Merritt searched among the faces, found his man as Porter came out into the light not far from him.
"Where's Amos?" Porter asked him.
"Dead," said Merritt. "Dead trying to stop them. —Why wouldn't you come? Why wouldn't you listen to me? There might have been enough of us then."
"How many are loose out there?"
"Maybe several thousand."
There was a murmuring of dismay.
"And it was you," Porter said, "it was you that stirred them up, it was your tampering with the People that brought this on, and that much you can't deny, whether you knew what you were doing or not. And for my part, I think you don't care. I think you still believe you were right, after all this."
"I had no part in it, Porter. None."
"We got kin downriver I pray to heaven got to high ground. We got farms and houses and everything we own going to be wiped out thanks to you. You've finished Hestia. You've done for us once for all. But you're not going to get on any starship this year and get away from it free. No, Sam Merritt."
"I tried to help you people," Merritt cried over the rising tide of voices. He started back as men surged toward him from the front, but there was no way of escape from the circle. Porter's men had him closed in. Meg's thin voice cried a warning, and he spun half about as they seized him from behind.
A shot rang out within a hundred yards' distance, but not from the group. As the crowd broke in terror and looked in that direction, there came a shrill scream from atop the wall just over their heads.
It was Sazhje.
"
Get it
Porter shouted, and a half dozen rifles turned for that target.
Merritt shouted and heaved against those holding him as the volley was fired, broke free suddenly and hurled himself at Porter, blind with rage, blind to anything but Porter's stunned face. He hit the big man twice before Porter could do more than try to fend off the blows.
Then Porter's fist slammed to his wounded side and sent the breath out of him. He staggered badly and hurled himself in again, clumsily shouldering the man to the wall, stumbling in the mud.
Something struck the back of his skull, once and again, and still he continued to hit Porter until hands tore him away and spun him aside, on hands and knees in the mud. For a moment he could not see or get his breath—but then he saw that Porter was likewise down. And the crowd—the crowd was watching something behind him.
He rose and staggered in turning, swaying on his feet; and shook his head and wiped his eyes, blinking things into focus. A half-dozen of the People stood at close range, with perhaps fifty more at the forest rim; the nearest, the tallest—had a rifle incongruously clutched in his spidery hands.
Scurrying steps splashed across the rainsoaked ground behind him, stopped. Merritt looked back and saw Meg, and followed her frightened gaze to the crest of the wall above him.
Sazhje stood there for a moment upright in the view of all of them, then sprang to the ground, easily absorbing the shock of that fifteen-foot drop. She straightened and came toward him, her ears flicking nervously, her eyes fixed on Meg with wary insolence.

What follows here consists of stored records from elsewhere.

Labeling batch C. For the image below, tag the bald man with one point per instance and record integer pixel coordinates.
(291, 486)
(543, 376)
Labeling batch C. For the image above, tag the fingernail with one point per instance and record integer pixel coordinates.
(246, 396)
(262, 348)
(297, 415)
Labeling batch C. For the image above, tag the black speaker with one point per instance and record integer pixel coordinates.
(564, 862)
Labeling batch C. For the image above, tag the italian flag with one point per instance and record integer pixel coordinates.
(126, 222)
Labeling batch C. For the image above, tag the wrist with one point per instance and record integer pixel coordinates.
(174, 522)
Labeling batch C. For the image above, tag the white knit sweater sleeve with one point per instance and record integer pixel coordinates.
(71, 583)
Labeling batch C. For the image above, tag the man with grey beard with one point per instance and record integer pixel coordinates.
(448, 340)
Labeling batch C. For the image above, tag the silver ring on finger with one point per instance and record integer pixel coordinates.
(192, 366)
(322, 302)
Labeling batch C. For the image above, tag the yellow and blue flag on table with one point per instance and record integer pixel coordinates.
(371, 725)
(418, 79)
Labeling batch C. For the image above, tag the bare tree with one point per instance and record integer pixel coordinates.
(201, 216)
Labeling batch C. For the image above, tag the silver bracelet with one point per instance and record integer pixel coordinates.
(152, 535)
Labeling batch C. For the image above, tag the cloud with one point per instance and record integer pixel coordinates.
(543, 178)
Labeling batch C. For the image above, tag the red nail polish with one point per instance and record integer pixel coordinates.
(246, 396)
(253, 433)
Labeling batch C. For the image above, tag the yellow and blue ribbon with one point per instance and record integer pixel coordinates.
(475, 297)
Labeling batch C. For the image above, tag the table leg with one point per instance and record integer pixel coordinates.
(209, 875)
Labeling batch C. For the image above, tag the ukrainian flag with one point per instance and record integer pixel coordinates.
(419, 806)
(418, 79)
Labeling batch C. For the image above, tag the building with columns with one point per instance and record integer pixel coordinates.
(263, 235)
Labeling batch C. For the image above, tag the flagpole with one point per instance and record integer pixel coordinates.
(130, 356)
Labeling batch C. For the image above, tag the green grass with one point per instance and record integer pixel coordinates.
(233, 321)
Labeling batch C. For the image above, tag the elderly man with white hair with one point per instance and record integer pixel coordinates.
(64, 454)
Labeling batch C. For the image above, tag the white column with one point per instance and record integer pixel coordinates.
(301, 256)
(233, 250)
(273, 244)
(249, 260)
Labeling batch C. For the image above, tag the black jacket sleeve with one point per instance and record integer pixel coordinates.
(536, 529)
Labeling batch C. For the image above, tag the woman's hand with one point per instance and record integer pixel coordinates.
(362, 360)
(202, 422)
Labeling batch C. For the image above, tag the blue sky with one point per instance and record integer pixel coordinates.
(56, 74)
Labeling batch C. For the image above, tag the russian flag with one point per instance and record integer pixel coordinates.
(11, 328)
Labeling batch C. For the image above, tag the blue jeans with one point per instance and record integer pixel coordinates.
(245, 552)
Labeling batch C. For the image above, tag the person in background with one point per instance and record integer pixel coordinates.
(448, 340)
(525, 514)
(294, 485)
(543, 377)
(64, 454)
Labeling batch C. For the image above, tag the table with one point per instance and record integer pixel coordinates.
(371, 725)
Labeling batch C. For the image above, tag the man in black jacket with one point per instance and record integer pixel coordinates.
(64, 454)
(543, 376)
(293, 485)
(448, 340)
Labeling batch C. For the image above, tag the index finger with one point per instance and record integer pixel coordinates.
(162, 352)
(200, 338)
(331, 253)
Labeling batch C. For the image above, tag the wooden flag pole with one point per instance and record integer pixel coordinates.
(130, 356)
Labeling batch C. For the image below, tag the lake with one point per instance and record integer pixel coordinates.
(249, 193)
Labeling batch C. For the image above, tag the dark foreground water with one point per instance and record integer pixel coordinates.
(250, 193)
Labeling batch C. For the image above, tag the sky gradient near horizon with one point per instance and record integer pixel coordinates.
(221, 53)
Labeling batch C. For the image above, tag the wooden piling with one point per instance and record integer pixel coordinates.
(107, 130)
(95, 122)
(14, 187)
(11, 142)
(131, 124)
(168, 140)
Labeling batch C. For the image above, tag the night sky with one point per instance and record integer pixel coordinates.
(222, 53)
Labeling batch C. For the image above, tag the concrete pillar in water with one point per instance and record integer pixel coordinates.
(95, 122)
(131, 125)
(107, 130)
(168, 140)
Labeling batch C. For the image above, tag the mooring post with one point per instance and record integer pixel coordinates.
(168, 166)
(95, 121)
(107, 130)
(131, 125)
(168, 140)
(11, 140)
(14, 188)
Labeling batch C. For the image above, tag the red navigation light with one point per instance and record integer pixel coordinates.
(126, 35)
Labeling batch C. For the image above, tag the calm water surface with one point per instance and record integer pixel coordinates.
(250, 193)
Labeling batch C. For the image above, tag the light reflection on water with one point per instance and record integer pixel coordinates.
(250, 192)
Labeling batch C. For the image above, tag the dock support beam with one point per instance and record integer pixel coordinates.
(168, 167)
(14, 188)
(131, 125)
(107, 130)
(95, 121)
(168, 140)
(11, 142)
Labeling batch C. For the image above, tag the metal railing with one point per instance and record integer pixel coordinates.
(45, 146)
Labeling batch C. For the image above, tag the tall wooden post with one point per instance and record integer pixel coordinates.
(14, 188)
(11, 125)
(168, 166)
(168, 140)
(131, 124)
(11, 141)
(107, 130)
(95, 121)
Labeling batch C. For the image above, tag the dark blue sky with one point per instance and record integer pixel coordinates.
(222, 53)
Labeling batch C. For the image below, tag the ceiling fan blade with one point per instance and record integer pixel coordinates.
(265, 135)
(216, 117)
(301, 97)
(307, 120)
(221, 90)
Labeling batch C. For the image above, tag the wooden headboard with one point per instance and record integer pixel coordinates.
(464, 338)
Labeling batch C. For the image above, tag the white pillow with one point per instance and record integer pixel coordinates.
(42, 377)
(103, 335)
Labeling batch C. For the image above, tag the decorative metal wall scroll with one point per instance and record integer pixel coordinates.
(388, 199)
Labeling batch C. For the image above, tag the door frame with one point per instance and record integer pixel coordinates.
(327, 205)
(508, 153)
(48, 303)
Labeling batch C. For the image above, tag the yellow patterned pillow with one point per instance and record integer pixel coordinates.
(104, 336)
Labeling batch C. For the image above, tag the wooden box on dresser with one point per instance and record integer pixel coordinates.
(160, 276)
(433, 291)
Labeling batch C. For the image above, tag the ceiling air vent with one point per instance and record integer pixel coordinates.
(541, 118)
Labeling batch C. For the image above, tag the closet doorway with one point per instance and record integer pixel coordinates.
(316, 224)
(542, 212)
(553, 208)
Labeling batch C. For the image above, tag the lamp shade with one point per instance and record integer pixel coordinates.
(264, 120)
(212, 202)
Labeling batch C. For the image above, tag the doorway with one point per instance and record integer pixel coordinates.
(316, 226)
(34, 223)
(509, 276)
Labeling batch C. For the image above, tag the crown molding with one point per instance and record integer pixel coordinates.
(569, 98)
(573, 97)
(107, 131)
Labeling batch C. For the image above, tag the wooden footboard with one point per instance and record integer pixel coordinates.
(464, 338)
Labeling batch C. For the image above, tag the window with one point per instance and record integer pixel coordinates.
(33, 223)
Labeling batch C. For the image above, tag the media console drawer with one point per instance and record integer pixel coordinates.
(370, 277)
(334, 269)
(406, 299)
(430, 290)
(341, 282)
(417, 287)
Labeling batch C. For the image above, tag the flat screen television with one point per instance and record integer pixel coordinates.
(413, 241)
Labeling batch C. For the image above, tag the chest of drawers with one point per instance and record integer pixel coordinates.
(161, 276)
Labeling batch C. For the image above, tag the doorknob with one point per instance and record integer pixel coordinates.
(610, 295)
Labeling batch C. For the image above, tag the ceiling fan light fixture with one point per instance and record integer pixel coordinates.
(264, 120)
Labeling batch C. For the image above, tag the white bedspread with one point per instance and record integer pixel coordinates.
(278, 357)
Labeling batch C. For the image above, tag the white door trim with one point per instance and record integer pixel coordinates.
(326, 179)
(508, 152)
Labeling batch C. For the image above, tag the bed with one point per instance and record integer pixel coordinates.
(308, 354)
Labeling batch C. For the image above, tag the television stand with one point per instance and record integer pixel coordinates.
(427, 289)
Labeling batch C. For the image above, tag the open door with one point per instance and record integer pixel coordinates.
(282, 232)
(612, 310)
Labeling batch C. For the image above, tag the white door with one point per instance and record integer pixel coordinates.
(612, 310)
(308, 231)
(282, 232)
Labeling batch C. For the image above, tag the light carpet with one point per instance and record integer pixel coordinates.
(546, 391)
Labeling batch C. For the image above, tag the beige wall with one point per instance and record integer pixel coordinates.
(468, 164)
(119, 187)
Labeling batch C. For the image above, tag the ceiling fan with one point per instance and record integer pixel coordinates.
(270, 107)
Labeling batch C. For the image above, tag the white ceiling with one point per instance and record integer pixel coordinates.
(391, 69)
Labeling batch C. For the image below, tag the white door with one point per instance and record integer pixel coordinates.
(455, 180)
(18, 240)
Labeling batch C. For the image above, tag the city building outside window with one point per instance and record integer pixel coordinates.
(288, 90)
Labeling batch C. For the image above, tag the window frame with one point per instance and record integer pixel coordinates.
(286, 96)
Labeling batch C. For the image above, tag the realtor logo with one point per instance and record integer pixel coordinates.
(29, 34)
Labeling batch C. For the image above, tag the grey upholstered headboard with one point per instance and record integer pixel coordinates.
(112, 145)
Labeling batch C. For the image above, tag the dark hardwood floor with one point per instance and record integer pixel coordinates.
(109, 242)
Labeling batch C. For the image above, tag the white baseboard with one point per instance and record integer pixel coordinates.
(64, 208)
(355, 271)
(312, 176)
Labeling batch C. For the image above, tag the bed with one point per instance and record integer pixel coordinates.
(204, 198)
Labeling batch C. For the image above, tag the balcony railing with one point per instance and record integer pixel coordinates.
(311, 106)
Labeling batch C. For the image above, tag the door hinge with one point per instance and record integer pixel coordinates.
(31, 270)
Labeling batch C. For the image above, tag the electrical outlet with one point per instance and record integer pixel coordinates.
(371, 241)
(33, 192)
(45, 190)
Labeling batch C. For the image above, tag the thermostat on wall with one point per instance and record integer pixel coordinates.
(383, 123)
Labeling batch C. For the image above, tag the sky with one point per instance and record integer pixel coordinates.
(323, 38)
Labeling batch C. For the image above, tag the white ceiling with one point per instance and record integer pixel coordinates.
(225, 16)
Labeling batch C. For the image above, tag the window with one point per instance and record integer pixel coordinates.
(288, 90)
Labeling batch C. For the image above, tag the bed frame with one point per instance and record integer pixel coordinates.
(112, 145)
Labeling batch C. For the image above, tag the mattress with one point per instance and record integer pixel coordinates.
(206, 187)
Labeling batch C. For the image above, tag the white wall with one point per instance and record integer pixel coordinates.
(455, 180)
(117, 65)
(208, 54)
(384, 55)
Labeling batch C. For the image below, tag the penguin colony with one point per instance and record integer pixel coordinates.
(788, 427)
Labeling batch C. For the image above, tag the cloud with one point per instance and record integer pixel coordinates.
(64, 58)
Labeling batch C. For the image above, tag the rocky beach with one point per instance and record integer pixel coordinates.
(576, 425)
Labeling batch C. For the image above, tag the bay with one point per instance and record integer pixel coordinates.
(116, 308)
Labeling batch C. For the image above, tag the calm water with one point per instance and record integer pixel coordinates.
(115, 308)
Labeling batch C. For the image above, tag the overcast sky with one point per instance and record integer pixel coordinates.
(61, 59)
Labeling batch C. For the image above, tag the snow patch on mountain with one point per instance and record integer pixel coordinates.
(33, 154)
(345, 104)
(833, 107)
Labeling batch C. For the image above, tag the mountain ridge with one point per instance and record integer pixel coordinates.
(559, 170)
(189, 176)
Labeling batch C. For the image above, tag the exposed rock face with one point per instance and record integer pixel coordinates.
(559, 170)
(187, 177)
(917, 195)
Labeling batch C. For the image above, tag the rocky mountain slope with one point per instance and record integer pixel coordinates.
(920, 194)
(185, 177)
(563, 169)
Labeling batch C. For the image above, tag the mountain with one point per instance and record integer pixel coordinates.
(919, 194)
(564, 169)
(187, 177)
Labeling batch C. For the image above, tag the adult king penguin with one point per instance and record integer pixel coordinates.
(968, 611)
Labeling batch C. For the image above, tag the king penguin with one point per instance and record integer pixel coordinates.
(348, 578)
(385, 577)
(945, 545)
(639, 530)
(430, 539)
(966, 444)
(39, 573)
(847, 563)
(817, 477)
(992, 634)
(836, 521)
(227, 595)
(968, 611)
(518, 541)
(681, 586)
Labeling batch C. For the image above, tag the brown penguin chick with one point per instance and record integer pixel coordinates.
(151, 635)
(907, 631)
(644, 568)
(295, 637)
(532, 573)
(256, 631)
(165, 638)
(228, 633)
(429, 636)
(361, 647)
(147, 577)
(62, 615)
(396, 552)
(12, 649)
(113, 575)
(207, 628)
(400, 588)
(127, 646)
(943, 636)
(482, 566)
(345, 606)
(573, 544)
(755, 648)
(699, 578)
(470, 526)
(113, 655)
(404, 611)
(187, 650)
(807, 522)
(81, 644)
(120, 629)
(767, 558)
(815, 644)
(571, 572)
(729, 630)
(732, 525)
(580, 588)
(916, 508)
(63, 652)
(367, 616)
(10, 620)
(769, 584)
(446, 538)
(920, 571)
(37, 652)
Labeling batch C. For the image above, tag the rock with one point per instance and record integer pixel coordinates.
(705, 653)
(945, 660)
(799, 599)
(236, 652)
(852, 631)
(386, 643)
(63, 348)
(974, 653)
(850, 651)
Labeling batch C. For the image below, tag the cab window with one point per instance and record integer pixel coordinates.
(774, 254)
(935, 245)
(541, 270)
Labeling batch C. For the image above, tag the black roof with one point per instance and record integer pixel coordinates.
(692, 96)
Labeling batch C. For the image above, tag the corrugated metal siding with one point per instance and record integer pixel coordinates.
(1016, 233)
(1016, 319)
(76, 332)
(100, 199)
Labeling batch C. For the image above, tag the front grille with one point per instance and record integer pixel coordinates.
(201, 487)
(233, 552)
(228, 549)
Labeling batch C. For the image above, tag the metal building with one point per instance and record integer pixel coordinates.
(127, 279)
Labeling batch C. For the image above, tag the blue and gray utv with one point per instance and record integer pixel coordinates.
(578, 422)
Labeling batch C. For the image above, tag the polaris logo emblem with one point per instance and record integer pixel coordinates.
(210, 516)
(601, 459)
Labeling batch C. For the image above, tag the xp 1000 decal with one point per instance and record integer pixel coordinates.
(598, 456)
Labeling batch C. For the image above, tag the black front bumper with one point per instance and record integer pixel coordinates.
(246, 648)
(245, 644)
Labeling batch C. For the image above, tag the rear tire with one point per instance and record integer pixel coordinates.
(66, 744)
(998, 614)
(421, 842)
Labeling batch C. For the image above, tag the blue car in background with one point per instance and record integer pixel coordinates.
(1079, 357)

"Somebody get that thing," Porter's strangled voice shouted. "Get the Burns girl out of the way."
Meg looked back at Porter and hugged her arms tight to her in plain refusal to move. Someone started forward from the crowd, but stopped when no one else moved. There was a second start forward then, several men finding their nerve at once.
"You'd better count again," Merritt shouted. "That's just one tribe of the People standing out there, and there's far more than what you see. They don't look like they're going to attack unless someone touches them off."
Another of the women from the house started to move, and a man reached to stop her; but Hannah Burns indignantly jerked her way free and joined her daughter. A few of the surviving Burns men did the same.
A man moved from the other side to join them: George Andrews; and another: Harper, with his arm in a sling.